A Base Aérea das Lajes registou na tarde deste sábdao a descolagem de cinco aeronaves reabastecedoras KC-46 Pegasus, permanecendo dez aparelhos na infraestrutura militar. No total, eram 15 as aeronaves deste tipo estacionadas nas Lajes há mais de uma semana, o que tem alimentado a atenção sobre o tráfego aéreo na base. A movimentação ocorre numa altura de elevada tensão internacional após o ataque dos Estados Unidos e Israel ao Irão.
Minutos após a partida dos reabastecedores, levantou voo um P-8 Poseidon, aeronave militar de patrulhamento marítimo e guerra antissubmarino dos Estados Unidos, que tinha chegado às Lajes na noite de sexta-feira. Em seguida, descolou um avião C-130, normalmente utilizado para transporte de tropas e cargas militares.
Em declarações à Lusa na passada segunda-feira, dia 23, o Ministro dos Negócios Estrangeiros de Portugal, Paulo Rangel, afirmou que os EUA poderão utilizar a Base das Lajes para eventuais operações militares sem necessidade de comunicação prévia às autoridades portuguesas, desde que respeitado o acordo bilateral entre países. O governante salientou, contudo, que o Governo português está atento e continua a defender uma solução pacífica.

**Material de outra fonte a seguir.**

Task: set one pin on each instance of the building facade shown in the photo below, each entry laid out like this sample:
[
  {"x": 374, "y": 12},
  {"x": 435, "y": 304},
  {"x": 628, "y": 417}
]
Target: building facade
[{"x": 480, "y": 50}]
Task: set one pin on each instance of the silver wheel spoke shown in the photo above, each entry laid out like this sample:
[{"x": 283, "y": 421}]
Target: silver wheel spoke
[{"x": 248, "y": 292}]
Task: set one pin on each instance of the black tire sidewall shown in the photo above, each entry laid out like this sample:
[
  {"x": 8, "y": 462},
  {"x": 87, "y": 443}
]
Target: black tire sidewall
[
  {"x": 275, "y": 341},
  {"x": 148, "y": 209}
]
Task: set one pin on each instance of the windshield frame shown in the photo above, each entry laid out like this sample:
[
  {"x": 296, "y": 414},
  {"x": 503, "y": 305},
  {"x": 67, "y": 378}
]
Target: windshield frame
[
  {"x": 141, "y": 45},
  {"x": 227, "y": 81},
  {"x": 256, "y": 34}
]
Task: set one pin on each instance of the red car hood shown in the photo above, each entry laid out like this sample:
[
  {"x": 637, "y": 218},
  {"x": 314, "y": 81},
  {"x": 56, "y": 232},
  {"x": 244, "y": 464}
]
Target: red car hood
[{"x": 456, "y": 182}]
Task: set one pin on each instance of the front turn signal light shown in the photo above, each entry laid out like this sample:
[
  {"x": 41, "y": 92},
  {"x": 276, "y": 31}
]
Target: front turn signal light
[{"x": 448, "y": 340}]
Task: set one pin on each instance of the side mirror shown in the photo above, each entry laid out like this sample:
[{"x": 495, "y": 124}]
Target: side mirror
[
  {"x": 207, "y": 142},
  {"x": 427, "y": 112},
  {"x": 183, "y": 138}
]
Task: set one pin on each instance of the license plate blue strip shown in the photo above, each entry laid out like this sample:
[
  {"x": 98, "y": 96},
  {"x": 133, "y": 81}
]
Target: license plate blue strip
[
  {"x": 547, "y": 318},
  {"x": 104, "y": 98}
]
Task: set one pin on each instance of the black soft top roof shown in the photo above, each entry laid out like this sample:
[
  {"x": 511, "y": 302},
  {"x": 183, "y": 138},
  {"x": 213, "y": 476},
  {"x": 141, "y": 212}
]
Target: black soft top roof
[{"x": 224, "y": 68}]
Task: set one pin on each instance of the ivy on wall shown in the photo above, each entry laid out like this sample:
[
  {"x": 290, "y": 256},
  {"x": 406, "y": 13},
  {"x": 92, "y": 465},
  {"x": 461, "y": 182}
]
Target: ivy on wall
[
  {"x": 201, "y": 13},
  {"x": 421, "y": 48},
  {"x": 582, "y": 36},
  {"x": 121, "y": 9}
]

Segundo Rangel, o uso da base norte-americana nos Açores está enquadrado no tratado existente entre Portugal e os Estados Unidos, que prevê sobrevoo, estacionamento ou escala de aeronaves mediante autorizações tácitas com prazo relativamente curto.
O ministro admitiu que, nas últimas semanas, o recurso a essas autorizações tem sido mais frequente do que o habitual, embora tenha sublinhado que situações semelhantes já ocorreram desde que assumiu o cargo em abril de 2024.
Israel e Estados Unidos lançaram hoje um ataque contra o Irão, alegando que a operação tinha como objetivo “eliminar ameaças iminentes do regime iraniano”. Em resposta, Teerão lançou mísseis e drones contra bases norte-americanas na região e contra países vizinhos, incluindo Arábia Saudita, Bahrein e Qatar.
Dúvidas legais sobre o uso da BA4 geram polémica
O acordo bilateral assinado em 1995 que regula a utilização da Base Aérea das Lajes estabelece que o trânsito de aeronaves militares dos Estados Unidos pode ser feito mediante aviso prévio quando se trate de missões no âmbito da NATO. Fora desse quadro, ou de operações de organizações internacionais apoiadas por Portugal, é necessária autorização prévia do Governo português.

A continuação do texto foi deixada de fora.